Advertisement

Loophole in laws of physics may make Star Trek-like warp drive ‘science fact’

At the 100 Year Starship Symposium this weekend, scientists, astronauts and other space enthusiasts met to discuss the future of human space travel beyond our solar system and to another star.

The biggest challenge to overcome for this kind of space travel is the time it would take to reach the intended destination. The New Horizons spacecraft, the latest mission to travel to the edge of the solar system, was launched in January of 2006 to investigate Pluto and the Kuiper Belt, and is only now, over six and a half years later, reaching about the halfway point to its destination.

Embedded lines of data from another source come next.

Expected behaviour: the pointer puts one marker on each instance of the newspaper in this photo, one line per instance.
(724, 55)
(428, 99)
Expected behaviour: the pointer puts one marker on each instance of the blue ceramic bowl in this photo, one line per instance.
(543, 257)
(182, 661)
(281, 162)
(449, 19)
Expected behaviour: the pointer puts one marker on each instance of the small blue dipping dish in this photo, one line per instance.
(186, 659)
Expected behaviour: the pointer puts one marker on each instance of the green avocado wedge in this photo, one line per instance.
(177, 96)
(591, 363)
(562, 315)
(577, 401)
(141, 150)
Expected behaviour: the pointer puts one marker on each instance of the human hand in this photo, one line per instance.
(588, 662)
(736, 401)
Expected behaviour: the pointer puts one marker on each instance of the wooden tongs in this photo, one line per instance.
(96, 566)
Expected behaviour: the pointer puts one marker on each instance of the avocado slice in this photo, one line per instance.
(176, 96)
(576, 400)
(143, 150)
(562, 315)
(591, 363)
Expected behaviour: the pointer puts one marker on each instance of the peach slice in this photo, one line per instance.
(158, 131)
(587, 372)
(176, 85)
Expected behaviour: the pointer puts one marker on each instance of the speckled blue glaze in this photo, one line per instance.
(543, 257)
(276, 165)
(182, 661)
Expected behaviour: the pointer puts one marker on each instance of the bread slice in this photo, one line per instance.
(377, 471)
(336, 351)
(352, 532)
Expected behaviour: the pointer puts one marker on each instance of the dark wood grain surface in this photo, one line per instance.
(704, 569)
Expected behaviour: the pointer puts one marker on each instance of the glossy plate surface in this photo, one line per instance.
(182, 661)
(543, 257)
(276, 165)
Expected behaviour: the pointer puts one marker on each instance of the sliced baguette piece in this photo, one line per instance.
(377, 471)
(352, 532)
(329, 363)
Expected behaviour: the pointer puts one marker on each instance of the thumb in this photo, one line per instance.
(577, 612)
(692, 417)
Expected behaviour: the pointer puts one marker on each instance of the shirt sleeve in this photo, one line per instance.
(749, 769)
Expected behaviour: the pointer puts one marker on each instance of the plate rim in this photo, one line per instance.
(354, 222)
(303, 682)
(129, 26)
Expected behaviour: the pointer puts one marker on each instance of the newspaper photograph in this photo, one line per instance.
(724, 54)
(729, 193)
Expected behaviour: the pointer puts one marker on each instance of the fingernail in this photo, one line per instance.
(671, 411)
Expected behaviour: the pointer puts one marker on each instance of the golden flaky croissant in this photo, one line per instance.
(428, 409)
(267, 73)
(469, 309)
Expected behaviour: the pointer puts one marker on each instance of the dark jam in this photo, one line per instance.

In science fiction, we'd just engage the hyperdrive, or power up the warp core, but that does us little good when we really need science fact. In 1994, a Mexican scientist by the name of Miguel Alcubierre came up with a real-life concept for a warp drive. The problem with developing the technology was how much energy it required. The minimum amount of energy to power such a drive would, by the mass-energy equivalence of Einstein's equation E = mc2, consume the planet Jupiter.

[ Related: Martian 'blueberries' may be evidence of life on the red planet ]

The ship design wouldn't look anything like what Kirk and Picard commanded, though. The closest thing I can find is a Vulcan ship from the Star Trek: Enterprise tv-series — a roughly football-shaped vessel encircled by a ring, possibly constructed of currently-hypothetical 'exotic matter', which would bend space around it while the ship inside the ring would remain safe from any warping.

Harold White, of NASA's Johnson Space Center, recently tweaked the design of the Alcubierre warp drive, changing the original flat ring that encircled the ship to more of a rounded donut. That change reduced the mass-equivalent energy needed to power the drive from the planet Jupiter down to the Voyager 1 spacecraft, which had a mass of 722 kilograms. This put the idea of an Alcubierre warp drive far closer to the reach of science.

The basic idea behind the warp drive, both in Star Trek and in the real world, is a manipulation of a loophole in the laws of physics that govern space and time.

"Everything within space is restricted by the speed of light," said Richard Obousy, president of Icarus Interstellar, a nonprofit foundation dedicated to achieving interstellar flight by the year 2100. "But the really cool thing is space-time, the fabric of space, is not limited by the speed of light."

If you could manipulate the fabric of space-time, contracting it in front of your ship and expanding it behind your ship, the amount of space-time between you and your destination would shrink and the amount of space-time between you and your origin would expand. Even though your ship did not actually move in any conventional sense — you didn't move from your location in space, but moved space around your location — you would still end up at your destination, light-years away from where you were.

This new 'Alcubierre-White' warp drive is currently being tested, in miniature form.

"We're trying to see if we can generate a very tiny instance of this in a tabletop experiment, to try to perturb space-time by one part in 10 million," White said.

The idea behind all this may seem silly, but if the human race is ever to achieve space travel beyond our solar system, and be able to visit even the closest of our stellar neighbors, this is what it's going to take to achieve that.

[ Related: NASA wants children to name massive asteroid that could hit Earth in 2182 ]

"If we're ever going to become a true space-faring civilization, we're going to have to think outside the box a little bit, were going to have to be a little bit audacious," Obousy said.